Consider the convolutional neural network (two convolutional layers):

class ConvNet(nn.Module):
    def __init__(self, num_classes=10):
        super(ConvNet, self).__init__()
        self.layer1 = nn.Sequential(
            nn.Conv2d(1, 16, kernel_size=5, stride=1, padding=2),
            nn.BatchNorm2d(16),
            nn.ReLU(),
            nn.MaxPool2d(kernel_size=2, stride=2))
        self.layer2 = nn.Sequential(
            nn.Conv2d(16, 32, kernel_size=5, stride=1, padding=2),
            nn.BatchNorm2d(32),
            nn.ReLU(),
            nn.MaxPool2d(kernel_size=2, stride=2))
        self.fc = nn.Linear(7*7*32, num_classes)

    def forward(self, x):
        out = self.layer1(x)
        out = self.layer2(out)
        out = out.reshape(out.size(0), -1)
        out = self.fc(out)
        return out

The fully connected layer fc is to have 7*7*32 inputs coming in. The above:

out = out.reshape(out.size(0), -1) leads to a tensor with size of (32, 49). This doesn't seem right as the dimensions of input for the dense layer is different. What am I missing here?

[Note that in Pytorch the input is in the following format: [N, C, W, H] so no. of channels comes before the width and height of image]
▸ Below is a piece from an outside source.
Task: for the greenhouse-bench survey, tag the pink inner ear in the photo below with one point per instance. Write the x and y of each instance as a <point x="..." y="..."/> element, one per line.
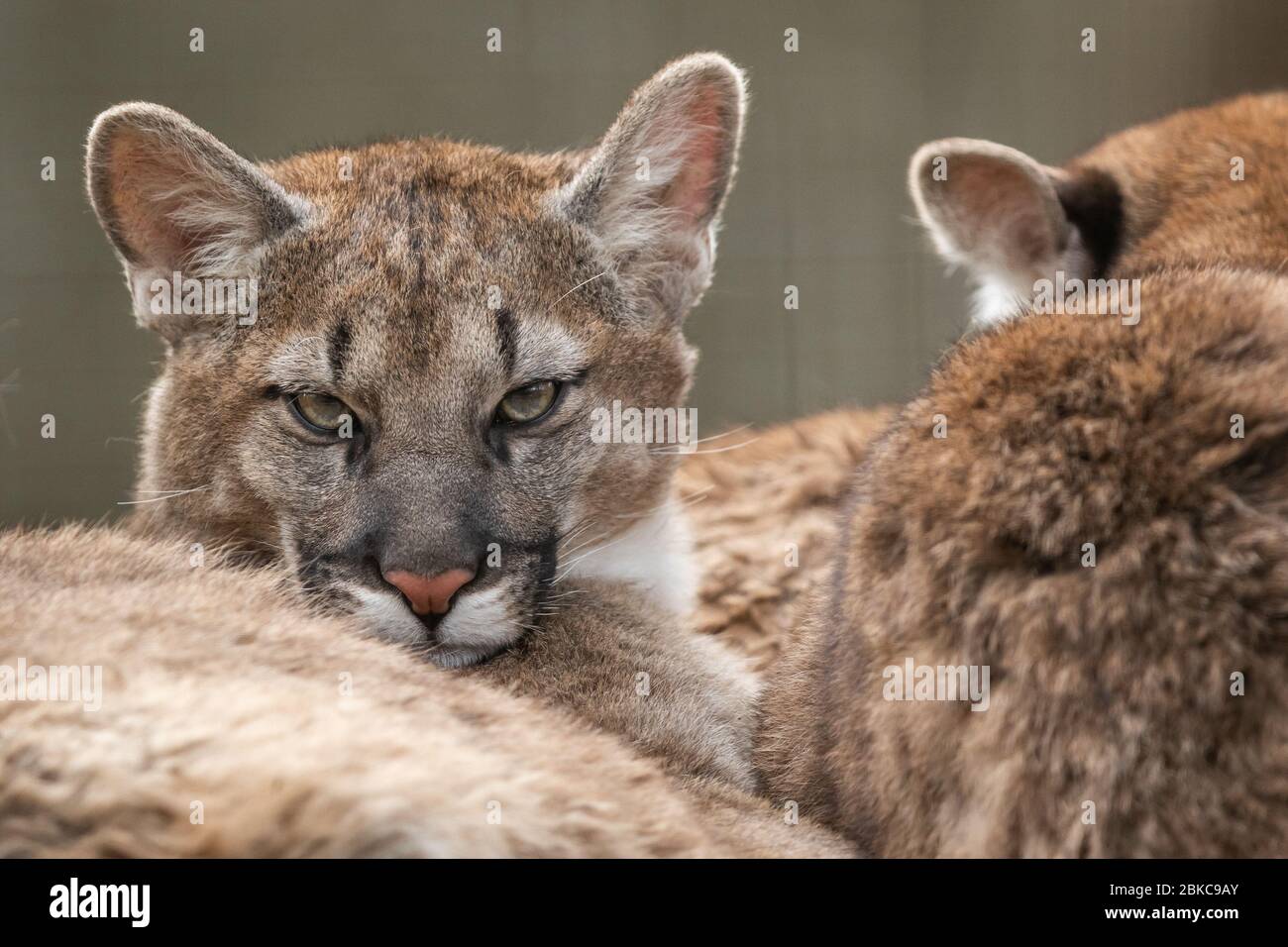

source: https://github.com/yunjey/pytorch-tutorial/blob/master/tutorials/02-intermediate/convolutional_neural_network/main.py#L35-L56

1

1 Answers

2
votes

If you look at the output of each layer you can easily understand what you are missing.

def forward(self, x):
    print ('input', x.size())
    out = self.layer1(x)
    print ('layer1-output', out.size())
    out = self.layer2(out)
    print ('layer2-output', out.size())
    out = out.reshape(out.size(0), -1)
    print ('reshape-output', out.size())
    out = self.fc(out)
    print ('Model-output', out.size())
    return out

test_input = torch.rand(4,1,28,28)
model(test_input)

OUTPUT:

('input', (4, 1, 28, 28))   
('layer1-output', (4, 16, 14, 14))  
('layer2-output', (4, 32, 7, 7))  
('reshape-output', (4, 1568))  
('Model-output', (4, 10))

Conv2d layer doesn't change the height and width of the tensor. only changes the channel of tensor because of stride and padding. MaxPool2d layer halves the height and width of the tensor.

inpt    = 4,1,28,28  
conv1_output = 4,16,28,28  
max_output   = 4,16,14,14  
conv2_output = 4,32,14,14  
max2_output  = 4,32,7,7  
reshapeutput = 4,1585 (32*7*7)  
fcn_output   = 4,10

N --> Input Size, F --> Filter Size, stride-> Stride Size, pdg-> Padding size

ConvTranspose2d;

OutputSize = N*stride + F - stride - pdg*2

Conv2d;

OutputSize = (N - F)/stride + 1 + pdg*2/stride [e.g. 32/3=10 it ignores after the comma]